A number of factors suggest it won't.
1. The online culture is very much at present that news is for free- Murdoch will be swimming against that tide.
2. Attempts by US papers to charge have failed in the past.
3. Crucially, there are other outlets which will continue to offer free news, most notably the BBC which is paid for by licence holders. Sky also provides a comparable service, though as it's owner, Rupert can presumably decide to change things.
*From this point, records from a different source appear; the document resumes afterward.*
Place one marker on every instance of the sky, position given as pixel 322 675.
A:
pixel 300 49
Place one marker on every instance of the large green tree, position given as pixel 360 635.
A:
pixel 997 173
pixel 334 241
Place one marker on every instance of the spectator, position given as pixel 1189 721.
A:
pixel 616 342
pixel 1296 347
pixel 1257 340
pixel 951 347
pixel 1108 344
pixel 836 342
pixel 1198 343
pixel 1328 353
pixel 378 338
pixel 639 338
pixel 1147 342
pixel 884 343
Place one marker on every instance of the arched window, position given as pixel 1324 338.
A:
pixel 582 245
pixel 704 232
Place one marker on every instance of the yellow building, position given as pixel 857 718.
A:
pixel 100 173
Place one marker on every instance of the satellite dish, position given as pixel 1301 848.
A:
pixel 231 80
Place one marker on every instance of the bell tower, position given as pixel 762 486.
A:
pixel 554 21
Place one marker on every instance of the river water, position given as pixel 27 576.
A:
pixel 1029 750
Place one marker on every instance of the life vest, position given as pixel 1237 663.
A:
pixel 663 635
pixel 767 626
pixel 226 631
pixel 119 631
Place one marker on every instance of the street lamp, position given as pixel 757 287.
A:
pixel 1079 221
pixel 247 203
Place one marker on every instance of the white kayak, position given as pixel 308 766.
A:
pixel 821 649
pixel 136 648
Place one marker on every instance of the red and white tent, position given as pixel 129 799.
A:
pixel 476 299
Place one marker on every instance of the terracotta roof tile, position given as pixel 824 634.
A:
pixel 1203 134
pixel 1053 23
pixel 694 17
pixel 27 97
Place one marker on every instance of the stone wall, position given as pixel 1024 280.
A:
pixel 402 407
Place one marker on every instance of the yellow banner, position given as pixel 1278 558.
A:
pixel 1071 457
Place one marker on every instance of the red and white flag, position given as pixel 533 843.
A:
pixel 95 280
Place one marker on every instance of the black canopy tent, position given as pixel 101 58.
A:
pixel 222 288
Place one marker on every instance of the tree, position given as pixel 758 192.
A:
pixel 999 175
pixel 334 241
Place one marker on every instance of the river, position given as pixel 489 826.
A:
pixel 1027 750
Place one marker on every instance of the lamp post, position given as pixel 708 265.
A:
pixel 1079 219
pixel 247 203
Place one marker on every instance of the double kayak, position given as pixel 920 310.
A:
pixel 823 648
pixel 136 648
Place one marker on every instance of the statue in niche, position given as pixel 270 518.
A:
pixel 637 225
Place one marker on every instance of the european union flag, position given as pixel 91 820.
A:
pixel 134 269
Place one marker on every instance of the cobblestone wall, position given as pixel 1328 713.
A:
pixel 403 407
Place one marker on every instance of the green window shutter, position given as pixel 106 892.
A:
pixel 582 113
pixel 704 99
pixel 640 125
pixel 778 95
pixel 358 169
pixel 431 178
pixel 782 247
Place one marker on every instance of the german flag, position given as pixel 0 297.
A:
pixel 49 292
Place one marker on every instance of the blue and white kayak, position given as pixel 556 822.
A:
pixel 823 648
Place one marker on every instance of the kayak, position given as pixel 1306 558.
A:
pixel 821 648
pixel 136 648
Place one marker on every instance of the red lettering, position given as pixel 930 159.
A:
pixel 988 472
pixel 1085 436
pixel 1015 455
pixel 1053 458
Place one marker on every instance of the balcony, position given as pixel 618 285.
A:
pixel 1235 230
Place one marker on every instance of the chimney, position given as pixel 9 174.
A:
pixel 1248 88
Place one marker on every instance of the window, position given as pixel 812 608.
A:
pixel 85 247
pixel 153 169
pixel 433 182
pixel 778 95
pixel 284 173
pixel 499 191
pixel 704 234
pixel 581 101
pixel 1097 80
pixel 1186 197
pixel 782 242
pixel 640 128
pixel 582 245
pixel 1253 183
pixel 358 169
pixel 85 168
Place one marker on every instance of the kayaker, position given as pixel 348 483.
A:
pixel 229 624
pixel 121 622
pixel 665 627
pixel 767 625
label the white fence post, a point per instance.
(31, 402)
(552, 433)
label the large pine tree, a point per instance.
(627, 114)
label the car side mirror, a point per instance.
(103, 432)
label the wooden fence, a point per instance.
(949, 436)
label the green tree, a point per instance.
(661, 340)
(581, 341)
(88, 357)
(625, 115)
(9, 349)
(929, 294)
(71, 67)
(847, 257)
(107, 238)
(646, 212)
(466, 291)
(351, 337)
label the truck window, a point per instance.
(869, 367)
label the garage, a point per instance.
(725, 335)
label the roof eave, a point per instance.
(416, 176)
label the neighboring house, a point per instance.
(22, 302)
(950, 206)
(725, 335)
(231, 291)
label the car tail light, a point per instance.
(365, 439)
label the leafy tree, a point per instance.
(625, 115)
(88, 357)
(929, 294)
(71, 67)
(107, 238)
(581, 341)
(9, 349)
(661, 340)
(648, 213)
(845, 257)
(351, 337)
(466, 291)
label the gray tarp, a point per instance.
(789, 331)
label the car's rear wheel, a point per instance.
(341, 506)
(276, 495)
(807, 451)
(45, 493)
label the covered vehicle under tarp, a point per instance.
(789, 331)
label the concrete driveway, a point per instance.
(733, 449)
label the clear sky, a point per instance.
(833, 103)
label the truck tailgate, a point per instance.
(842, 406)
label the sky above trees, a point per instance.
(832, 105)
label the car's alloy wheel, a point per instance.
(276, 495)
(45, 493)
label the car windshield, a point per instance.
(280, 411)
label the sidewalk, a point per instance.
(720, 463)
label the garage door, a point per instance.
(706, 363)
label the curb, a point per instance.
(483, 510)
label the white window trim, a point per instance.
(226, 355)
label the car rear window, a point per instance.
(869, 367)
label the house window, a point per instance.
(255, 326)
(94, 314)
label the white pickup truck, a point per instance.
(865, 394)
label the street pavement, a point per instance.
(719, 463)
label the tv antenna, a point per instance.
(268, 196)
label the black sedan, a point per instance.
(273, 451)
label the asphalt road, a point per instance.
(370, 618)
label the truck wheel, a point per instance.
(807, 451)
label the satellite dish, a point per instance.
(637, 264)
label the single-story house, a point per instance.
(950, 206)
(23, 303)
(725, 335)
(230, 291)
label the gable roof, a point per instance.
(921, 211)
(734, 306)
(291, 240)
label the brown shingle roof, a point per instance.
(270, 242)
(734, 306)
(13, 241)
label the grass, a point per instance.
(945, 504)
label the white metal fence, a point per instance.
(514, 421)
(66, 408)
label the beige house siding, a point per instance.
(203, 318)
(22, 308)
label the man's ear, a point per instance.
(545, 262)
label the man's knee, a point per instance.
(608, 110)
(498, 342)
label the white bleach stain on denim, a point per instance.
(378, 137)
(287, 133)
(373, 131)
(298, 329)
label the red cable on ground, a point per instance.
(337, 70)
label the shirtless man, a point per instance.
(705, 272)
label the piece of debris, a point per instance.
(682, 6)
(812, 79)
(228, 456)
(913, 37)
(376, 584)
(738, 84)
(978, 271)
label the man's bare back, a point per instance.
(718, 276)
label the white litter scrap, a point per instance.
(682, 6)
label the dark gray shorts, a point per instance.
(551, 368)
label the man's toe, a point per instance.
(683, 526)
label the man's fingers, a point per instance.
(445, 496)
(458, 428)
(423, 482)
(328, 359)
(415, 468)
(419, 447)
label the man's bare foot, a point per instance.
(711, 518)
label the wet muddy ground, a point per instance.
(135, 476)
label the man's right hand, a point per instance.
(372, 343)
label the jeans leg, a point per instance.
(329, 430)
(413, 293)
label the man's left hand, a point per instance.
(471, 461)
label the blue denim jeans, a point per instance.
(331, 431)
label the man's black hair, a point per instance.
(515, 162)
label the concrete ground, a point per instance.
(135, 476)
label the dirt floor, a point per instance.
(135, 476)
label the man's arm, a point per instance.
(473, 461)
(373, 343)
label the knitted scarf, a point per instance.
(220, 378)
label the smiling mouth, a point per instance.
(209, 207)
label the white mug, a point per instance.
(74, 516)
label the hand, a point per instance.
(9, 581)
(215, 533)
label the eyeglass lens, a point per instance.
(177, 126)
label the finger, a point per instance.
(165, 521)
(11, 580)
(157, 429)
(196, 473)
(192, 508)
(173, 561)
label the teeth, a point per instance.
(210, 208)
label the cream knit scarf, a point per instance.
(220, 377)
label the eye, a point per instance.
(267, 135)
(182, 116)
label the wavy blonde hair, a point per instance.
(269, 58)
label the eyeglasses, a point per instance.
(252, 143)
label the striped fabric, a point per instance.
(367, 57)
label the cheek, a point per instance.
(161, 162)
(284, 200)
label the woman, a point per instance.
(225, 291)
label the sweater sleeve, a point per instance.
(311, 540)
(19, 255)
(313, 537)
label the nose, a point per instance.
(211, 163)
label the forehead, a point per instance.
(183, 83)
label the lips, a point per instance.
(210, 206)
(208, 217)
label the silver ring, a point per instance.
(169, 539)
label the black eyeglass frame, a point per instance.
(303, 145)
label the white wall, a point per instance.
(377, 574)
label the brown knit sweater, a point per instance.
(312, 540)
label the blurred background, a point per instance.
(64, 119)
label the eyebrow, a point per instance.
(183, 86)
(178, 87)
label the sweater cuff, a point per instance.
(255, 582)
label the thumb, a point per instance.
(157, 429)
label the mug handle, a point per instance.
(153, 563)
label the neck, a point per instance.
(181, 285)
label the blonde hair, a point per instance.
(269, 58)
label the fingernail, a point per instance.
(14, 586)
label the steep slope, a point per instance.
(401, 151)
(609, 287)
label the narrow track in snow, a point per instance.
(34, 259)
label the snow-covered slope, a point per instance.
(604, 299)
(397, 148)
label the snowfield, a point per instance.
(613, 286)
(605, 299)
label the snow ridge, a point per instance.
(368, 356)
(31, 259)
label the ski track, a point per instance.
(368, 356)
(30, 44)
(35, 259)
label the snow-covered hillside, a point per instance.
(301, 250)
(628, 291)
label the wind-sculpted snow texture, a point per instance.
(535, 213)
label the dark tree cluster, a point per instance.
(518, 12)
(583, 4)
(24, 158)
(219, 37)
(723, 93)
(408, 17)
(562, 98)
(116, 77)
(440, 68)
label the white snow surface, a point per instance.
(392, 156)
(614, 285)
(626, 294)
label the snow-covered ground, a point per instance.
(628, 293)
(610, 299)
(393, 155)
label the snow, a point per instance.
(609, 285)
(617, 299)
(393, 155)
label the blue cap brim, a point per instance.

Murdoch says he thinks most major papers will eventually follow his lead and some, like Andrew Neil, seem to think he is right. But for 3) above, I think this(one has to admit) hugely talented and risk-taking business man might crash and burn on this one. Would you start paying for news if the BBC site is only a click away? Me neither. He will have to be very clever in designing his business model but I can't see anything viable on any horizon right now. One bright aspect of this might rebound to the advantage of the bloggers. We don't charge and, if online charging does become commonplace, I can see a future for sites which summarize news content from free sites, adding their own comment as necessary.